Shorthands also allow omitting variants when it comes to modifiers. In such cases, the omissions are represented by underscores and the plus sign usually outside the shorthand follows every non-empty variant. Take the following example:

super + {_, alt + } h
  {htop, btm}

This expands to the following bindings:

super + h
  htop

super + alt + h
  btm

Notice that there is no extra logic to parse the concatenator (+) like we would need to if the concatenator was outside the brace, because simply expanding the shorthand set yields the correct outputs.

To not break this exception, we will model shorthands with omissions separate from regular shorthands.

Now, what if you wanted to be even more succinct and define a bunch of shortcuts over a range of keys? That’s where the next puzzle piece comes into play.

Ranges

Ranges are technically a subset of shorthands, just as we have used commas so far to separate each element of a shorthand, SWHKD allows the use of dashes to specify a range of keys.

For example, you can use ranges to switch to workspaces:

super + {1-6}
  cosmic-workspaces switch {1-6}

This maps the keys 1 through 6 to those in the command to switch to the corresponding workspace. Ranges can also be used with bare elements separated by commas like the following example:

super + (a, 1-6)
  cosmic-workspaces switch {\-\-overview, 1-6}

Like the previous example, this one switches through workspaces 1 through 6 for the corresponding keys. However, pressing Super a shows us an overview of all the workspaces.

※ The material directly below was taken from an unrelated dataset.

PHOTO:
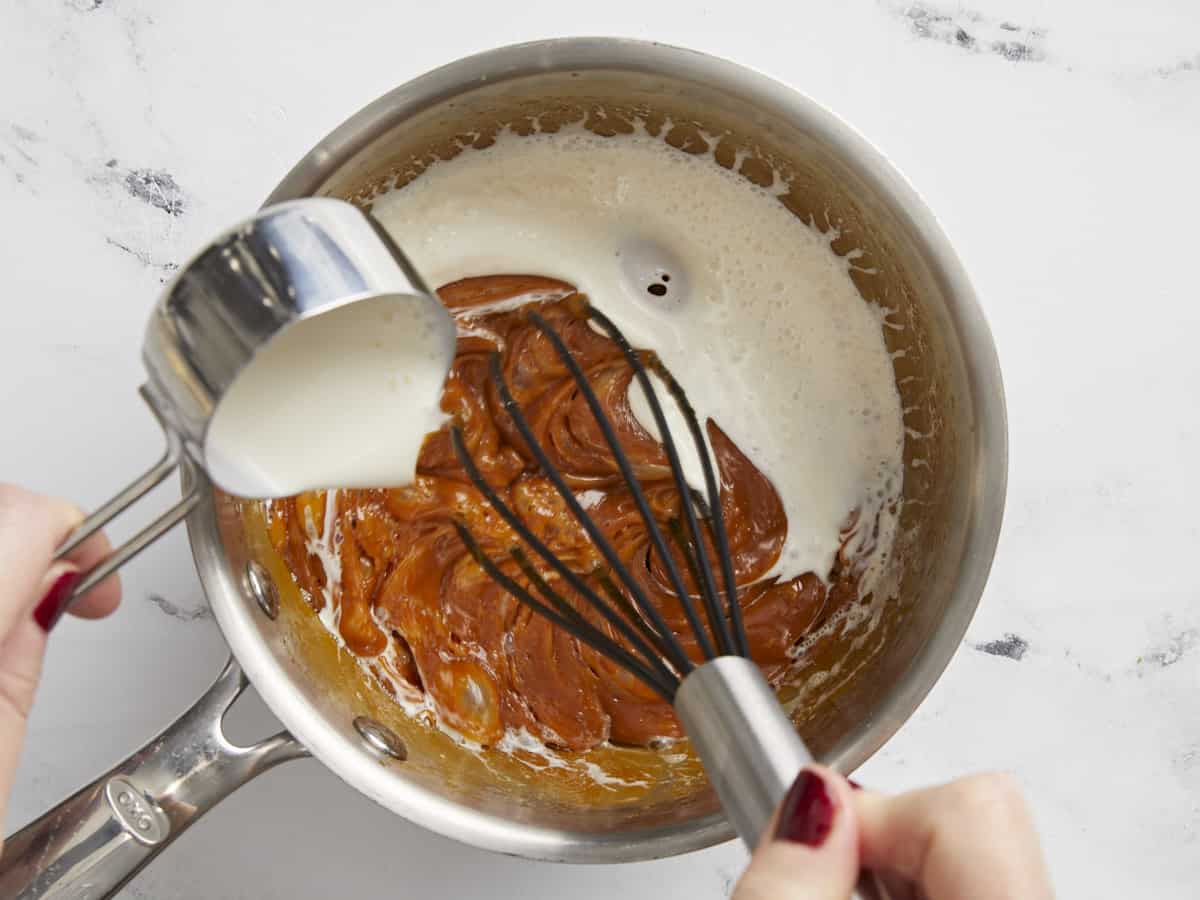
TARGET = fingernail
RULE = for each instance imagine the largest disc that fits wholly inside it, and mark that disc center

Just like regular shorthands, we need to escape the dash used in the range. That’s why, we’re using the escaped version of --overview flag.

The observations we have made so far will be used to build the grammar in the project. The demo repo called sweet (simple wayland event encoding text) is available to my mentors for now but it should be public soon publicly now. I need to double check and make sure my mentors are aware when I make it fully public.